Esse exemplo é útil para a formação de
líderes iniciantes porque mostra que a mentalidade de crescimento não serve
apenas para o desenvolvimento individual. Ela também pode influenciar a cultura
de uma equipe. Quando o líder valoriza perguntas, testes, melhorias e
aprendizagem com erros, a equipe tende a se sentir mais à vontade para evoluir.

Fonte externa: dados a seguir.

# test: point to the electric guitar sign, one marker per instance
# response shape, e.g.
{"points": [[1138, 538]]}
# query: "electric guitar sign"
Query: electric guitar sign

Quando o líder pune toda tentativa que não dá certo, as pessoas passam a
esconder problemas, evitar inovação e fazer apenas o mínimo necessário para não
se expor.
É importante, porém, não confundir
mentalidade de crescimento com tolerância à irresponsabilidade. Aprender com
erros não significa aceitar descuido repetido, falta de compromisso ou
negligência. O líder precisa diferenciar erro de aprendizagem e erro por
desatenção constante. Quando alguém tenta melhorar, assume responsabilidade e
corrige sua conduta, há espaço para aprendizagem. Mas quando a pessoa repete o
mesmo problema sem esforço de mudança, o líder precisa agir com firmeza.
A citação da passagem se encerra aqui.